Foster City fancies a center of activity

A heart — that’s what Foster City officials hope their city will be getting in exchange for the city’s last vacant lot.

They envision farmers markets, concerts and art festivals. They see restaurants easily accessible to visitors who moor their boats in the nearby marina. They hope for the downtown that Foster City has never had.

Tonight, after nearly two years of discussions and negotiations, the precise details of how that heart will look and feel will finally begin to be hammered out. The city’s Planning Commission will hear exactly what the chosen developer proposes for 11 of the empty 15 acres south of City Hall.

The developer, San Mateo-based Sares Regis Group of Northern California, has designed a development with mixed-use senior housing, retail space and a “town square,” but now the Planning Commission — and later the City Council — will give guidance to the developer about details such as public access, easement and traffic, said John Igoe, senior vice president of Sares Regis.

Mayor Pam Frisella said she’s going to push for as much retail and public space as possible in the complex.

“People are always saying we don’t have a downtown,” she said. “I don’t think that’s exactly stifled all of our lives for the last 35 years, but the people of Foster City own this land, and they should get something out of it that they can all use.”

City Council member Linda Koelling said she wants the development to be a “destination area” for the community to enjoy outdoor activities, such as summer concerts and the city’s wine and jazz festival.

Tonight’s study session will be the first of two held by the Planning Commission on the development.
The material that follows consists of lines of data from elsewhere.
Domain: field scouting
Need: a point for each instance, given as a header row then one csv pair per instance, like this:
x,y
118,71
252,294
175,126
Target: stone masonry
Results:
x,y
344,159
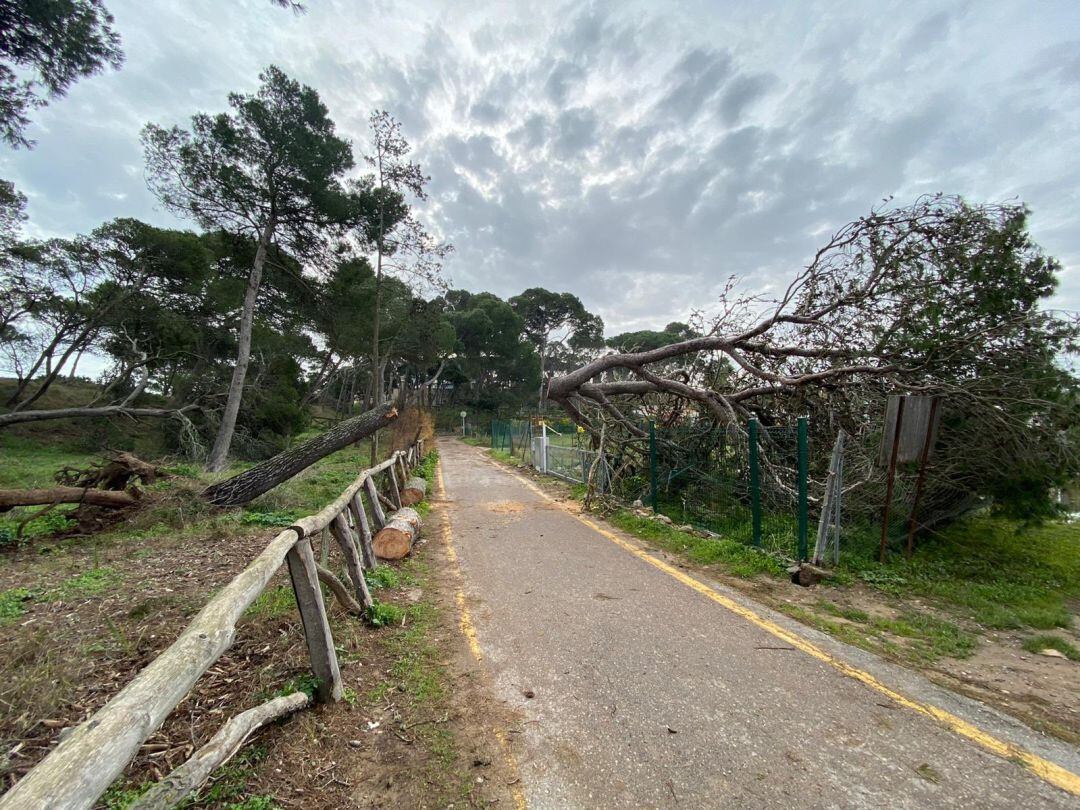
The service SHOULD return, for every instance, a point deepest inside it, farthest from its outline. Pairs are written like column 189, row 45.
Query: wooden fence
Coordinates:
column 88, row 759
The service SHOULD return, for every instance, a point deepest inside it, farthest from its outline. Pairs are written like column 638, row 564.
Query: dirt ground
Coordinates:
column 415, row 728
column 1042, row 691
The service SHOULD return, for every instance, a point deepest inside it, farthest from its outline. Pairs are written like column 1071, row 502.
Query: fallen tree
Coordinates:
column 940, row 297
column 12, row 498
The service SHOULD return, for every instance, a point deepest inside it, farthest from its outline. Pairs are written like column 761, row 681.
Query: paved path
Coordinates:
column 649, row 693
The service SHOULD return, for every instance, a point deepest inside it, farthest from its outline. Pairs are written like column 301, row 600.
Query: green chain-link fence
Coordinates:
column 746, row 483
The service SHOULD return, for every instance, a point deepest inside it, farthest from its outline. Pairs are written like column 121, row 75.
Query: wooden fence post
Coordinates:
column 395, row 491
column 316, row 628
column 373, row 496
column 360, row 516
column 343, row 535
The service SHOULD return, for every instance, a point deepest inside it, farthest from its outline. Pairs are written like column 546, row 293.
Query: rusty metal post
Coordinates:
column 892, row 475
column 922, row 476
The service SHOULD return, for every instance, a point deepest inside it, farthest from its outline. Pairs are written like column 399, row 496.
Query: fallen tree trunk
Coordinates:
column 415, row 491
column 10, row 498
column 189, row 777
column 395, row 539
column 264, row 476
column 40, row 416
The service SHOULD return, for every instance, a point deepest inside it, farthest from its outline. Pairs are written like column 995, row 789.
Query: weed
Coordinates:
column 13, row 604
column 94, row 582
column 121, row 795
column 255, row 802
column 382, row 576
column 382, row 613
column 427, row 467
column 272, row 603
column 255, row 517
column 1047, row 642
column 742, row 561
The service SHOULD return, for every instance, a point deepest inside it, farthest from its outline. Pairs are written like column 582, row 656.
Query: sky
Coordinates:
column 635, row 153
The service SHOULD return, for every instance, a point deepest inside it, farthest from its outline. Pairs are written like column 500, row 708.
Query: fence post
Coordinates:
column 652, row 463
column 316, row 629
column 804, row 495
column 755, row 483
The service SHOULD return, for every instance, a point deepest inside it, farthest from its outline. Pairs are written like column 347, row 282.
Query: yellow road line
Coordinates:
column 1043, row 768
column 469, row 631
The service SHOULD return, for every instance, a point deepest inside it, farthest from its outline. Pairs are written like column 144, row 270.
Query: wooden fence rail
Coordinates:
column 88, row 760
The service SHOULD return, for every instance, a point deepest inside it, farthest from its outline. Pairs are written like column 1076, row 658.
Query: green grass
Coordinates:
column 272, row 603
column 1044, row 642
column 739, row 559
column 1001, row 574
column 13, row 604
column 427, row 467
column 382, row 613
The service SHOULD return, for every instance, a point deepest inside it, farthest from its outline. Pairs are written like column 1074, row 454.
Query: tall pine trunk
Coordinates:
column 219, row 454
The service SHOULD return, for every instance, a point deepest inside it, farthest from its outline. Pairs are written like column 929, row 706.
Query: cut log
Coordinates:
column 316, row 628
column 373, row 498
column 416, row 490
column 360, row 517
column 189, row 777
column 10, row 498
column 395, row 539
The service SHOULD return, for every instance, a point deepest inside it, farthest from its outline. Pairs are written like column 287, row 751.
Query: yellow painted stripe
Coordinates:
column 1043, row 768
column 469, row 631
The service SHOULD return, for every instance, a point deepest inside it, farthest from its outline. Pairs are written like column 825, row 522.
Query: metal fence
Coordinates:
column 747, row 482
column 744, row 482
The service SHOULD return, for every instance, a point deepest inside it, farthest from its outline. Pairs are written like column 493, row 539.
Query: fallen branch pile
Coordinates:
column 86, row 761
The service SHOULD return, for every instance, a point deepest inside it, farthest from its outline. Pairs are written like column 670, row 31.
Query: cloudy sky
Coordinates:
column 635, row 153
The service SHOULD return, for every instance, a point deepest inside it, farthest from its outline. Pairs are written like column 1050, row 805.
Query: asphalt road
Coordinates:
column 647, row 692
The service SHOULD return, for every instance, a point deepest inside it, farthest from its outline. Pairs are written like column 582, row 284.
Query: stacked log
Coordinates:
column 395, row 539
column 416, row 490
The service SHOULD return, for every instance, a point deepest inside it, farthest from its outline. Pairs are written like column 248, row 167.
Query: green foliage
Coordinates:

After getting the commission’s approval, the project will have to go through severalmore layers of review and approval. Igoe hopes the project will begin construction by June 2009.

In December, the city came to an agreement with Sares Regis, which was awarded the project based on its design ideas and financial backing. Sares Regis has agreed to pay the city $2.1 million a year in rent on the 11-acre property.

The final 4 acres of vacant land are being reserved until June for a possible charter high school.